Travel log:
Just tell someone your name is 'Elvis.'
People will laugh, pat you on the back, get excited, be interested and congratulatory. It's the same reaction I get when I tell people my name is 'Haroon,' the Arabic version of Aaron.
People call me 'king,' just like Elvis and it all hangs on the reputation of King Haroon al-Rachid. The king of all the Arab lands as told in One Thousand and One Arabian Nights is my name sake and he was known for his spectacular court in Baghdad surrounded by women.
It may not be on a sparkling throne, but surrounded by women occasionally makes the joke complete. In rural Morocco, women often outnumber men who go off to work in the bigger cities.
The women work the fields, chopping and carrying huge loads of feedgrass or wheat tied to the backs. Underneath the huge moving mounds of grass, the women struggle, bent over, but still wearing their shinning and shimmering fabric dresses. To walk passed a group may invite giggles and jokes and questions of whether or not I have a wife or even if I have a wife in Morocco.
There are also situations where the men have the numerical advantage. A rural community's clock is set to souk, the weekly flea market, which brings in vendors from around the area. The vendors make their way from souk to souk to set up their stalls on scheduled days. There, the men are in the great majority. They haggle for all sorts of household wares, tools, clothes (modern and traditional) and fruits and vegetables.
The scene is a hectic mix of business and pleasure conversations, shouts of vendors, kids buying candy, chickens being slaughtered and donkeys pushing their way through the crowd loaded up with supplies to last until the next week's souk.
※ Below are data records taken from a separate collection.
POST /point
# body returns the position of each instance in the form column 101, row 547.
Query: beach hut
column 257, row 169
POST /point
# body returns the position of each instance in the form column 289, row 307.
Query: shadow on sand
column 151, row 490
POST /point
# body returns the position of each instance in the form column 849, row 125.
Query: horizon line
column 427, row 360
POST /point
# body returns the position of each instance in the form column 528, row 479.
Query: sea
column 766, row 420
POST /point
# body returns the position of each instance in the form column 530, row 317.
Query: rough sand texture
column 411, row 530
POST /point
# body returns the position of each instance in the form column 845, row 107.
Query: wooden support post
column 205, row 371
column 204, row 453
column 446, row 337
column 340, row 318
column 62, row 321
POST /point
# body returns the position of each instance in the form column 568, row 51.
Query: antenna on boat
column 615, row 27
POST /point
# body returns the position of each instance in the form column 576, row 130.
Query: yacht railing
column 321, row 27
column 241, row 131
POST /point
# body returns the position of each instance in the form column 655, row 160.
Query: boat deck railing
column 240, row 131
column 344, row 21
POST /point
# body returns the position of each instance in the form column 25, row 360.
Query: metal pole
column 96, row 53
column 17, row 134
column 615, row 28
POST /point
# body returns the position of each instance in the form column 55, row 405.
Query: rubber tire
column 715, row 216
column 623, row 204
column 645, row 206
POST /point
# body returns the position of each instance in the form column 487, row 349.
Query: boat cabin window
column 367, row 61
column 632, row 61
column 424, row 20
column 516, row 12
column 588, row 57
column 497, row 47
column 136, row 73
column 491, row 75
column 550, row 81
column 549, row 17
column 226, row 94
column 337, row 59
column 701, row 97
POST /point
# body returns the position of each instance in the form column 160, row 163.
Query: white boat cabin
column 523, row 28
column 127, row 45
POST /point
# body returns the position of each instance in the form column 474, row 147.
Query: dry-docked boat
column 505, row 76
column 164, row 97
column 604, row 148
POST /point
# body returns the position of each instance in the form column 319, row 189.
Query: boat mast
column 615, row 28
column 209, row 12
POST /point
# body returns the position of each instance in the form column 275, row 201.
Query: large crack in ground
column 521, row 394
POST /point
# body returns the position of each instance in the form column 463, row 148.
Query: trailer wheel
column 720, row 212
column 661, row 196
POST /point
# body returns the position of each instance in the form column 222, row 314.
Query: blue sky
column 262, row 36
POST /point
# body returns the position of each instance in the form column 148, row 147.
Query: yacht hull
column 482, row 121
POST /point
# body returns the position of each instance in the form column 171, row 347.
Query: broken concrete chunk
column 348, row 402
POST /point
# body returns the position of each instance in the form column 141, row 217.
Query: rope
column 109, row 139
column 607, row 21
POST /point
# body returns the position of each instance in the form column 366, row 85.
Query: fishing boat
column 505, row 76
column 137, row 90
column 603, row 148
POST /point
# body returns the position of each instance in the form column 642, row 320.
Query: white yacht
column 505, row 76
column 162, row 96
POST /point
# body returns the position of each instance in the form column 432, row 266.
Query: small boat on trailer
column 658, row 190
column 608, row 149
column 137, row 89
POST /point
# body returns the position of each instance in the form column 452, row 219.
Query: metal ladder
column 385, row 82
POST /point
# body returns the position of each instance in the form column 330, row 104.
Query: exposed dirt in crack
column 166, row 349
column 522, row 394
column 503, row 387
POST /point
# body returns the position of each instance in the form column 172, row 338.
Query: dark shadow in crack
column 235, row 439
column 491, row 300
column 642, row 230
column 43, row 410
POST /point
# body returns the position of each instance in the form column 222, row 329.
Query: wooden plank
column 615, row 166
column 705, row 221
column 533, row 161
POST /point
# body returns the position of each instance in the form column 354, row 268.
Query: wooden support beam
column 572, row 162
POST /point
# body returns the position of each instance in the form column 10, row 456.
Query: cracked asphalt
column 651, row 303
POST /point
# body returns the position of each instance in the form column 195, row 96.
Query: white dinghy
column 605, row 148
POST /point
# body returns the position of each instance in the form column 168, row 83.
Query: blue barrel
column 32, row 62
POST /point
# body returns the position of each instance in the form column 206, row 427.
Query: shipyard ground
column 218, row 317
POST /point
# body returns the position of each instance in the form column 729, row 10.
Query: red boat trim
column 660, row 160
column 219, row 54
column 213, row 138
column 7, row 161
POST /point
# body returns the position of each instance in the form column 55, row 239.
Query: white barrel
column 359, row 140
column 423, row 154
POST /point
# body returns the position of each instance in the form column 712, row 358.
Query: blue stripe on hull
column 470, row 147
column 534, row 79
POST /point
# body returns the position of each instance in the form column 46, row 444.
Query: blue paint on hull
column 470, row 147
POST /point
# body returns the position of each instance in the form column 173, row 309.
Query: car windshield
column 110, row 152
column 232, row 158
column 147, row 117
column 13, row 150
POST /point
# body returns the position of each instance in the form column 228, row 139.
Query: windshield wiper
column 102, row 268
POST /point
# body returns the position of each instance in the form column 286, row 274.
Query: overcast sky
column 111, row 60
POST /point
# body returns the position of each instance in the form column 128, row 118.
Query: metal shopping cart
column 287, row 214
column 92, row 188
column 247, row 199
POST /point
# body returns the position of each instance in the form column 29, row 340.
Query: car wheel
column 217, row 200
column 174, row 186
Separate activities for men and women is a hallmark of life in Morocco. They often eat separately, when there are guests they might sleep separately and certainly the women are less frequently seen outside of their homes and fields.
Even if the king (me this time, not the actual King Mohammad VI who peers down from his official photograph affixed above so many rooms), wanted to change any of this, I have only so much power in this realm. The Berber dialects of Tashelheit and Tamazirt mix in unexpected ways in the Azilal section of the High Atlas and just making my decrees known is trouble enough.